Tak ingin otak beku, maka kami jadikan pena sebagai microwave. Kami, sekumpulan manusia pencinta cerita.
Mau bercerita bersama? Mudah saja. Tinggalkan alamat email-mu, kami punya tema baru tiap minggu.
Mari menulis!

Kamis, 21 Juli 2011

Lilin

Saat ini aku sedang membalikkan bola mata. Dari yang tadinya melihat ke depan, sekarang memutar ke belakang. Belakang, terus memandang, ke dalam jiwa. Tapi tak kulihat apa-apa. Karena jiwa adalah gelap, segelap misteri. Pekat. Maka kuambil sesobek memori dari otak. Kutambal sulam dengan benang seadanya. Sobekan demi sobekan, hingga jiwa sedikit demi sedikit terlihat wujudnya.

Rupa jiwa, akan kuceritakan padamu. Ia mirip aku juga, tapi lebih kecil dan kerdil. Berjalan sendirian menuju sesuatu entah apa. Entah apa, itu yang aku sedang pecahkan. Kuambil lagi sobekan memori, sekarang kucari yang agak besar, tapi jua tak menjelaskan apa-apa. Mau kemana kau jiwaku? Berjalan sendirian tak tentu arah. Kecil mungil tak berdaya. Seperti anak tak bertuan yang dilepas di jalanan. Ingin kugenggam ia, dan kucengkram lalu kubawa keluar dari tubuh. Agar menikmati penerangan yang hakiki, di benderangnya dunia indrawi.

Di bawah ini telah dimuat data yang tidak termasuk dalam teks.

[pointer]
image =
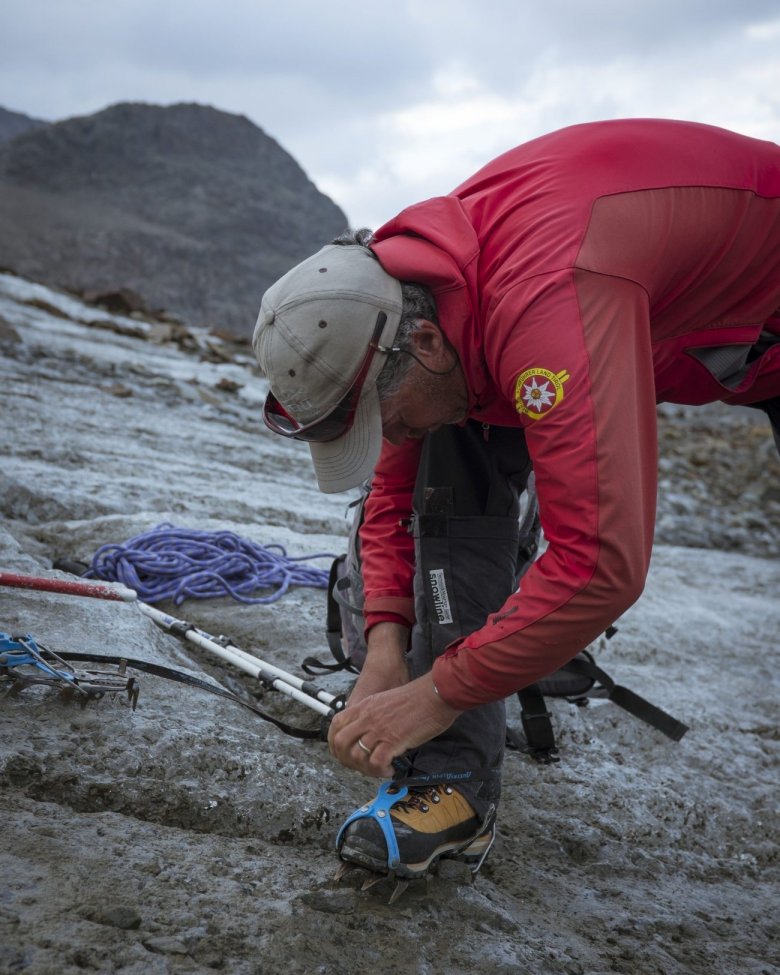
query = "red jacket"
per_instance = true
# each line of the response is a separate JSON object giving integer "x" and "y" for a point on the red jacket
{"x": 577, "y": 276}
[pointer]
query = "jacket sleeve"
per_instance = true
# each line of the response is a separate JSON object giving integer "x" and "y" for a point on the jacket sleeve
{"x": 386, "y": 546}
{"x": 572, "y": 351}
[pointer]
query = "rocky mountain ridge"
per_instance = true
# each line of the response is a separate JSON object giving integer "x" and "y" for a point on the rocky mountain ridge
{"x": 195, "y": 209}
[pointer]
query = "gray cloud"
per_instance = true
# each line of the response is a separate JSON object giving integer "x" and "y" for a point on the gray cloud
{"x": 384, "y": 104}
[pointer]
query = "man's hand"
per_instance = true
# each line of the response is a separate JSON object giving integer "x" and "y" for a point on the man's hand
{"x": 385, "y": 665}
{"x": 368, "y": 735}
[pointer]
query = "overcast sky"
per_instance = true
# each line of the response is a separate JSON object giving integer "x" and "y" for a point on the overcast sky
{"x": 387, "y": 103}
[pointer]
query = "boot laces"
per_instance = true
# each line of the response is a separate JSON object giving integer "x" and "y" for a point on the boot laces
{"x": 422, "y": 798}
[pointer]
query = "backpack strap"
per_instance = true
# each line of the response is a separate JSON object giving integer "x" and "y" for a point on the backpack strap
{"x": 537, "y": 726}
{"x": 333, "y": 628}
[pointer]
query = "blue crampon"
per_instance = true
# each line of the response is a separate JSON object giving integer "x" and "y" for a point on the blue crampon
{"x": 24, "y": 662}
{"x": 379, "y": 810}
{"x": 473, "y": 849}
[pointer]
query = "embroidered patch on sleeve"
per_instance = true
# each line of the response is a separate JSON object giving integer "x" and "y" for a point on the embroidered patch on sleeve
{"x": 537, "y": 391}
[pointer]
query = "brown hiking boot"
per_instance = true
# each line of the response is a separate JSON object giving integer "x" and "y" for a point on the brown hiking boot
{"x": 428, "y": 823}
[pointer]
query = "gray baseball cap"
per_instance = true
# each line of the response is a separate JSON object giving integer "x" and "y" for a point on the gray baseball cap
{"x": 316, "y": 335}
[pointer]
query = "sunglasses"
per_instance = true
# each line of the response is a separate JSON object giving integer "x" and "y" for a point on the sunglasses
{"x": 340, "y": 417}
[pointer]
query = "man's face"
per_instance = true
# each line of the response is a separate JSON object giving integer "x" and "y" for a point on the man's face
{"x": 428, "y": 397}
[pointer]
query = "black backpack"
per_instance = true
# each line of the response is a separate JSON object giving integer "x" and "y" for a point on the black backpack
{"x": 577, "y": 681}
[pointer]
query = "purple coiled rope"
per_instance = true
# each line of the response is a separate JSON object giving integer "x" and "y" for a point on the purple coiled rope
{"x": 180, "y": 563}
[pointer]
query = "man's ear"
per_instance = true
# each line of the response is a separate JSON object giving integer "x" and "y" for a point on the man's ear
{"x": 429, "y": 342}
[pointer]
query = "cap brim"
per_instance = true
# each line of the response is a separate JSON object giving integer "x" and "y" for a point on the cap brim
{"x": 347, "y": 462}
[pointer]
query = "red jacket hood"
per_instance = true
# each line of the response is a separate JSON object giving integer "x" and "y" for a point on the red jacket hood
{"x": 434, "y": 243}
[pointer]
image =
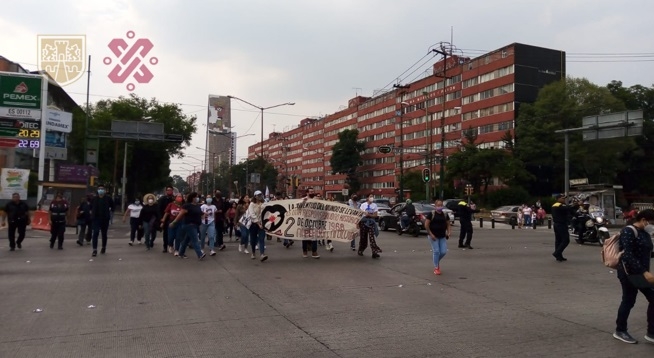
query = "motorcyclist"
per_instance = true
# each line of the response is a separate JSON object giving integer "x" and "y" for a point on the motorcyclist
{"x": 410, "y": 212}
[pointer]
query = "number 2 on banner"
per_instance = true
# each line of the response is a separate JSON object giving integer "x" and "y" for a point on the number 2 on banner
{"x": 292, "y": 221}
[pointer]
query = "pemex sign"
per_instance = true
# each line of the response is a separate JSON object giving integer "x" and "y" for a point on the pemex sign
{"x": 20, "y": 96}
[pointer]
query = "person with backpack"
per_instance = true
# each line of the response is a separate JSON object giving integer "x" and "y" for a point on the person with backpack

Namun aku tahu aku tak bisa melakukan itu. Ia mesti berjalan sendirian di kegelapan, karena demikian jiwa diciptakan. Jikalau ada yang bisa kulakukan, adalah menyimpankan baginya lilin kecil dalam nampan yang juga kecil. Sebatang saja, tapi bisa ia pegang sebagai teman dalam pekatnya. Lilin itu tidak terbuat dari paraffin yang lumer oleh panas api. Tapi dari hati yang rindu akan segala bentuk harapan. Karena harapan adalah pelita, dan setiap harapan itu tercapai, maka pelita tak lama kemudian akan menemui sirnanya. Dan demikian jiwa kembali sendirian.

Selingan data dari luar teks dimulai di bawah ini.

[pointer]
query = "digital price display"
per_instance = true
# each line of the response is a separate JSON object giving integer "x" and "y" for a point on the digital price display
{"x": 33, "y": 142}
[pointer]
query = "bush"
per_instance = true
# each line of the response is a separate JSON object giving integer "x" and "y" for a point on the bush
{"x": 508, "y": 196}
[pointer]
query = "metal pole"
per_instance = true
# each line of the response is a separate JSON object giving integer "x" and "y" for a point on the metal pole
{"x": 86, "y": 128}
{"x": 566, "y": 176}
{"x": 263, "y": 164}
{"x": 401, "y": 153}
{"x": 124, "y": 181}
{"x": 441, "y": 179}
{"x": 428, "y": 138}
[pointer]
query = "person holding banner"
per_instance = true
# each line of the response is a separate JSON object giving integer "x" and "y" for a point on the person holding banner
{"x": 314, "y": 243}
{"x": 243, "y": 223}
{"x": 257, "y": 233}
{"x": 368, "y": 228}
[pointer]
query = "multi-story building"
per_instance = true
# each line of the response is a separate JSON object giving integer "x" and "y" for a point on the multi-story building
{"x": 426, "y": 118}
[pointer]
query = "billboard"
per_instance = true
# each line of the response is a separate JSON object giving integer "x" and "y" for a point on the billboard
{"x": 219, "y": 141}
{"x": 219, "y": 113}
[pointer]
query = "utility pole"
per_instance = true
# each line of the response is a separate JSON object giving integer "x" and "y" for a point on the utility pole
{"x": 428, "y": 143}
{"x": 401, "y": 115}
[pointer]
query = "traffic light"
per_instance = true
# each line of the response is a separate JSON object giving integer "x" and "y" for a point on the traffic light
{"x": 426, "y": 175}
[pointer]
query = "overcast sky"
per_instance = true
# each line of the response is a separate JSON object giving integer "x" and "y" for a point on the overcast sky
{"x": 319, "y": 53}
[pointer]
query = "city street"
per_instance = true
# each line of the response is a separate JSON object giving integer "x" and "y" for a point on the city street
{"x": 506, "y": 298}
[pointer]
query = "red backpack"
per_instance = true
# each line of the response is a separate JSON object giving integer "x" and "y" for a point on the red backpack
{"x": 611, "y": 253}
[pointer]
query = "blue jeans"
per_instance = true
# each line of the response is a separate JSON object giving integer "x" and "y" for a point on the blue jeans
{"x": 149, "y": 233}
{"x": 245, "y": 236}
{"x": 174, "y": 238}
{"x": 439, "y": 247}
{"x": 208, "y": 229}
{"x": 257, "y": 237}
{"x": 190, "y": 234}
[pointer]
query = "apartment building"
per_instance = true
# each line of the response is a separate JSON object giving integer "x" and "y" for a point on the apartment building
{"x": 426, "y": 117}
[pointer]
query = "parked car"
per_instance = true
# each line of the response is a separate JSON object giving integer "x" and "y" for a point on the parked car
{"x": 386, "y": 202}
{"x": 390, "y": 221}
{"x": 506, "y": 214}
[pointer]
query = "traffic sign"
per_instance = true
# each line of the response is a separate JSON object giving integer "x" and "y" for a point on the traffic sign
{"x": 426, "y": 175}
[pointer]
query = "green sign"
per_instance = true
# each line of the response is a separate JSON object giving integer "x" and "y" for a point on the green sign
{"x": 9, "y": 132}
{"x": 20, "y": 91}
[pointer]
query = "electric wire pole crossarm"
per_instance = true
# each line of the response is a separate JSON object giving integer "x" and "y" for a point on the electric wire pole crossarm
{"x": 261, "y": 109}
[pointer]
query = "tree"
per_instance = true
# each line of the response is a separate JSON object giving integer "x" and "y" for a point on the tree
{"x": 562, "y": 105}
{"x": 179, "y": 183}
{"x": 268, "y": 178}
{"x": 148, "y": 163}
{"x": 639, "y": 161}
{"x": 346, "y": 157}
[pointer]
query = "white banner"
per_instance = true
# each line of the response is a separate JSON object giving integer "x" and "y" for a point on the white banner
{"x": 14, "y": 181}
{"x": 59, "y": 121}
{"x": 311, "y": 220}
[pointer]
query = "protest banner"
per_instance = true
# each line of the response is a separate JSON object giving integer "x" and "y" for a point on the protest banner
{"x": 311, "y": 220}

Maka, lilinku, tetaplah setia menemani jiwaku. Jikalau ia sempat padam karena harapan tak tergapai tangan, maka tak perlu takut untuk kembali mengakrabi kegelapan. Karena harapan sesungguhnya tak sulit untuk kembali diciptakan, hanya untuk mereka yang bersedia dengan ikhlas tangannya dilelehi panas lilin. Yang meski sakit dan perih, tapi tetap tergenggam dengan kuat. Karena sadar bahwa lebih baik sakit dalam terang, ketimbang bugar dalam kegelapan.
Lalu kukembalikan bola mataku ke depan. Kubiarkan melihat kembali terangnya lampu dan matahari. Meski bukan terang yang sejati.